Building a roadmap for future treatments
“The death and loss of cells in the brain causes many of the symptoms experienced by dementia patients. Our research has uncovered a new set of chemical phenomena that may modulate cell death in brain cells. We are excited about the potential future breakthroughs this will lead to in the dementia research community and beyond,” said Dr Rebecca Casterton, senior research fellow at the King’s Dementia Research Institute in the UK and lead author of the paper.
“Although we’ve known for decades that toxic proteins accumulate in Alzheimer’s disease and frontotemporal dementia, it remained unclear exactly how they lead to brain cell loss.
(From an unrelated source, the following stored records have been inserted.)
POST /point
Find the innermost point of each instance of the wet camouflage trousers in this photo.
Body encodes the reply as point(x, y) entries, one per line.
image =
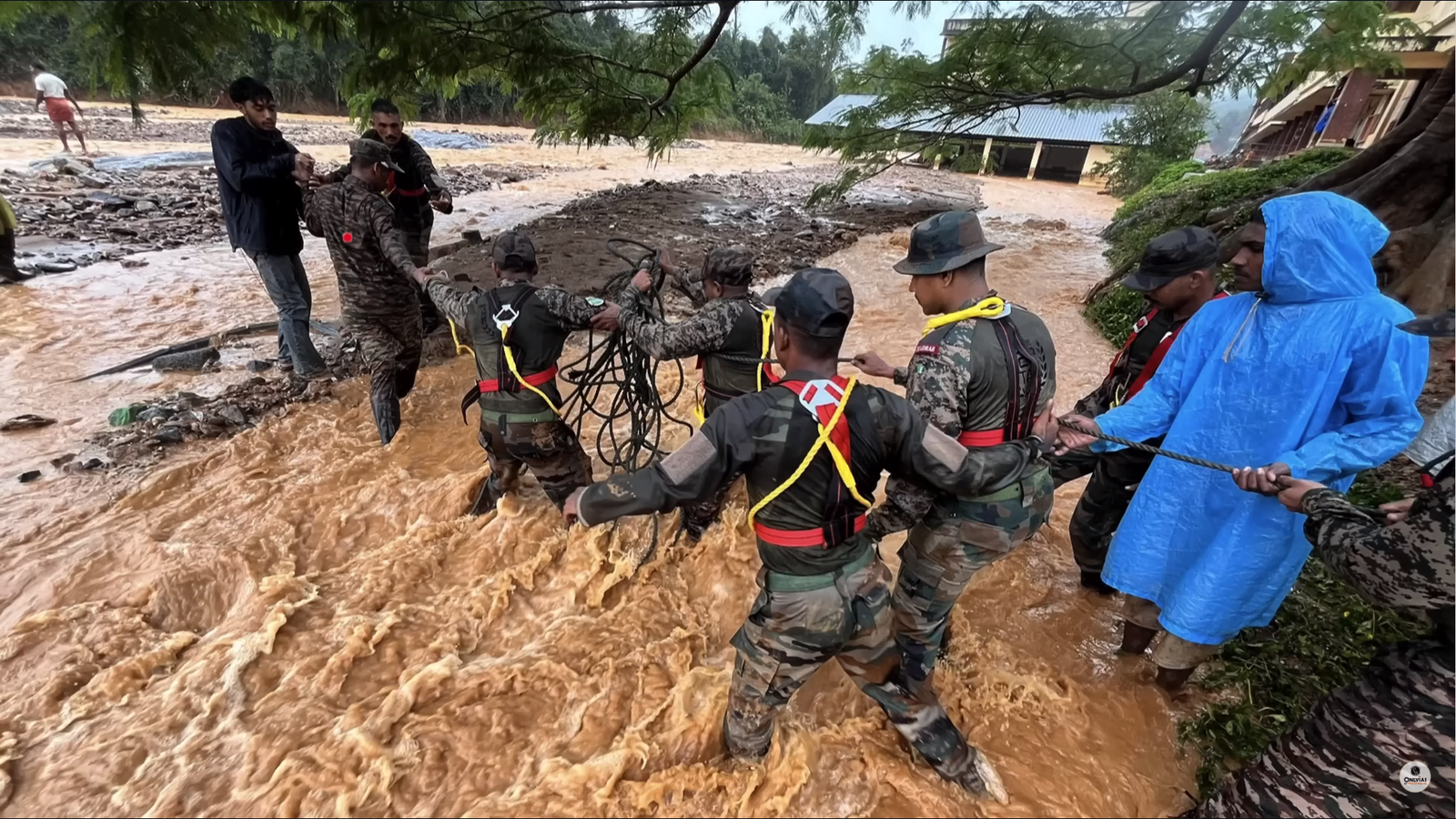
point(939, 557)
point(417, 223)
point(791, 632)
point(1347, 753)
point(390, 350)
point(1104, 500)
point(550, 450)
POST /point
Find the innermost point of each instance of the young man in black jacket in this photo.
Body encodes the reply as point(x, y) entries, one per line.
point(258, 179)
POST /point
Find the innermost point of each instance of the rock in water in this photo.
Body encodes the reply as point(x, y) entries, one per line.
point(25, 423)
point(193, 360)
point(169, 435)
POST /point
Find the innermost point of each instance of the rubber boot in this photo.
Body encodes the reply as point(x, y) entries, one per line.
point(1136, 639)
point(1172, 680)
point(386, 419)
point(1092, 581)
point(487, 499)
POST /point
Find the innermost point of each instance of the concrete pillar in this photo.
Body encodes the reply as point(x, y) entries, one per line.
point(1349, 108)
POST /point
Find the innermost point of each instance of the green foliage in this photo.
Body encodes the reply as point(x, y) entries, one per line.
point(1165, 178)
point(1082, 53)
point(1162, 128)
point(1320, 640)
point(1190, 201)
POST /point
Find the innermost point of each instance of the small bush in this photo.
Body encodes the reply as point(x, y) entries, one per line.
point(1321, 639)
point(1188, 201)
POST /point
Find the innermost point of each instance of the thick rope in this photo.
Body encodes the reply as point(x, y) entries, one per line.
point(1215, 465)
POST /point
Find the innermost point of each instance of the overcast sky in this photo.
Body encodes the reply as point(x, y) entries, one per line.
point(883, 25)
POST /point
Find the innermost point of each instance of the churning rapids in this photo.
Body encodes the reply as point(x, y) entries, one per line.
point(298, 622)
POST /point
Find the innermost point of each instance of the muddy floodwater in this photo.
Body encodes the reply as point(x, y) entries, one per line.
point(298, 622)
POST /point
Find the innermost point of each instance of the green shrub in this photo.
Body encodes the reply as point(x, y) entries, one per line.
point(1167, 178)
point(1188, 201)
point(1321, 639)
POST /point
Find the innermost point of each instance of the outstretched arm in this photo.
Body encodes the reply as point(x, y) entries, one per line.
point(703, 332)
point(1409, 564)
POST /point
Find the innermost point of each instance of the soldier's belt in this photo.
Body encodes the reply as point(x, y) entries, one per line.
point(778, 581)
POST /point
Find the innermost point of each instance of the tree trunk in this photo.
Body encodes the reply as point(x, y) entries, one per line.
point(1405, 179)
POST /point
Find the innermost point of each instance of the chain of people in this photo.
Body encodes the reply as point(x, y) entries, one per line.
point(1305, 375)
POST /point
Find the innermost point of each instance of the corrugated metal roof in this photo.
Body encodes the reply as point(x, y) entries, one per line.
point(1028, 123)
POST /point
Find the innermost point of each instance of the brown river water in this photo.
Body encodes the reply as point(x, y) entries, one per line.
point(298, 622)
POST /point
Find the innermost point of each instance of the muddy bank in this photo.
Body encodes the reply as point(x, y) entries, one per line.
point(109, 215)
point(762, 212)
point(754, 210)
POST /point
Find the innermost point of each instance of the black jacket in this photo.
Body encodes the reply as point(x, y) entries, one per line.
point(255, 181)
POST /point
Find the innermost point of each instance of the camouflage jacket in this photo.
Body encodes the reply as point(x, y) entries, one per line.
point(705, 331)
point(368, 248)
point(960, 383)
point(1410, 564)
point(546, 319)
point(766, 435)
point(417, 169)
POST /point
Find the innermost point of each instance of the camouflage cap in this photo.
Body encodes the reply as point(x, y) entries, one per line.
point(1439, 325)
point(945, 242)
point(815, 300)
point(514, 251)
point(730, 266)
point(371, 150)
point(1172, 256)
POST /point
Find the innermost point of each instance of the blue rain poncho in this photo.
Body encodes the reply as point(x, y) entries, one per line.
point(1312, 373)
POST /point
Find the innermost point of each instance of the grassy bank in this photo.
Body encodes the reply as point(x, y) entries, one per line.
point(1220, 200)
point(1324, 634)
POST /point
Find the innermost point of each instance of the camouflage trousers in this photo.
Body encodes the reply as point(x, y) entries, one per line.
point(415, 223)
point(390, 347)
point(1104, 500)
point(793, 630)
point(550, 450)
point(1349, 753)
point(941, 555)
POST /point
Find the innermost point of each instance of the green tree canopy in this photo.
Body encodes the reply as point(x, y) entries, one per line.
point(1162, 128)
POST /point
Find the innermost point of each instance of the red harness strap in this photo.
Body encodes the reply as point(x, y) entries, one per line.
point(985, 438)
point(839, 439)
point(798, 538)
point(1158, 354)
point(545, 376)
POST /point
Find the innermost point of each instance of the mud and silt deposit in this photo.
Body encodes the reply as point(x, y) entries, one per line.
point(295, 622)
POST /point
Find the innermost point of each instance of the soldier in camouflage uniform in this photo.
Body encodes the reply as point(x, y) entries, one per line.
point(1351, 753)
point(517, 332)
point(415, 189)
point(728, 322)
point(982, 373)
point(1178, 274)
point(823, 589)
point(376, 288)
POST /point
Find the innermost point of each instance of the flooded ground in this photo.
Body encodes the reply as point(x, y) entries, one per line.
point(298, 622)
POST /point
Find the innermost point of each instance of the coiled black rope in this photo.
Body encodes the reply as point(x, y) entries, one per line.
point(621, 369)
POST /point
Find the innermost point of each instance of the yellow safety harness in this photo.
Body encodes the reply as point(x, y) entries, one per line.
point(502, 324)
point(987, 308)
point(766, 324)
point(819, 443)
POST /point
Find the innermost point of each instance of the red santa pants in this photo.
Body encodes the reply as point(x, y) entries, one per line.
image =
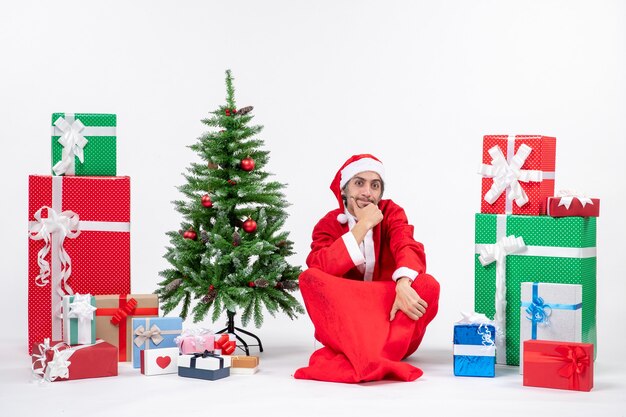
point(351, 320)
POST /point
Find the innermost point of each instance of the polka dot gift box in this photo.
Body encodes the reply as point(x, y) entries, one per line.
point(84, 144)
point(79, 243)
point(518, 174)
point(514, 249)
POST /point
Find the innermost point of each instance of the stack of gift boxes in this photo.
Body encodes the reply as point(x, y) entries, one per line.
point(82, 318)
point(535, 268)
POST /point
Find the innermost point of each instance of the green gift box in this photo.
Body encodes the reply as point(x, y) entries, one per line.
point(84, 144)
point(79, 319)
point(514, 249)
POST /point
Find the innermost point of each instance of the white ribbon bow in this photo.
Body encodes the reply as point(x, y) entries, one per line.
point(567, 196)
point(153, 334)
point(508, 175)
point(64, 225)
point(73, 143)
point(58, 367)
point(81, 308)
point(497, 253)
point(473, 318)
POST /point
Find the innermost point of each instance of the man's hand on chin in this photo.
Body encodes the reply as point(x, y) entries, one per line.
point(407, 300)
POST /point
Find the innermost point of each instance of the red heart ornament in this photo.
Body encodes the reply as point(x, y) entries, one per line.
point(163, 361)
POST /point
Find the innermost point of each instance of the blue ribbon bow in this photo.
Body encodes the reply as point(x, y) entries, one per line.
point(538, 311)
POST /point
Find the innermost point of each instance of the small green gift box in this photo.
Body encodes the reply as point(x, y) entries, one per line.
point(514, 249)
point(84, 144)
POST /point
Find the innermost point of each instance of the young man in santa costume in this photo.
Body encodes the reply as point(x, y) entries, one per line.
point(377, 316)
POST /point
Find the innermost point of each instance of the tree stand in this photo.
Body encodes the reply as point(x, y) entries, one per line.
point(230, 328)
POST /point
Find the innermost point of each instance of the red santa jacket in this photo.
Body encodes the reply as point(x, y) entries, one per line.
point(332, 250)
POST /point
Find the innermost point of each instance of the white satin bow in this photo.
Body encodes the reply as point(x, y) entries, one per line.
point(64, 225)
point(567, 196)
point(508, 175)
point(81, 308)
point(73, 143)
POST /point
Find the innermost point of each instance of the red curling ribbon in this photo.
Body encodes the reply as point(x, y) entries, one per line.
point(225, 344)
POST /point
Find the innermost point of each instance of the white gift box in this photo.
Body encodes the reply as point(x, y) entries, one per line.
point(550, 312)
point(159, 361)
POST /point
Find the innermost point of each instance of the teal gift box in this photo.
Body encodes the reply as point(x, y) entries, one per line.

Dr Sarah Rodriguez, Senior Research Manager at Alzheimer’s Research UK, said: “Identification of nuclear ophthalmia is an important step in finding therapeutic targets that can stop or slow cell loss. This could help widen the range of treatments that tackle the root causes of the disease and bring us closer to a cure for dementia. This is why Alzheimer’s Research UK is funding and supporting the research.”
The study that “nucleocytosis mediates cell death and neurodegeneration due to proteotoxic stress” nature communications.
This research was primarily funded by Alzheimer’s Research UK and the Biotechnology and Biological Sciences Research Council International Partnership. Additional support was provided by studentships provided by the UK Medical Research Council and Dementia Research UK.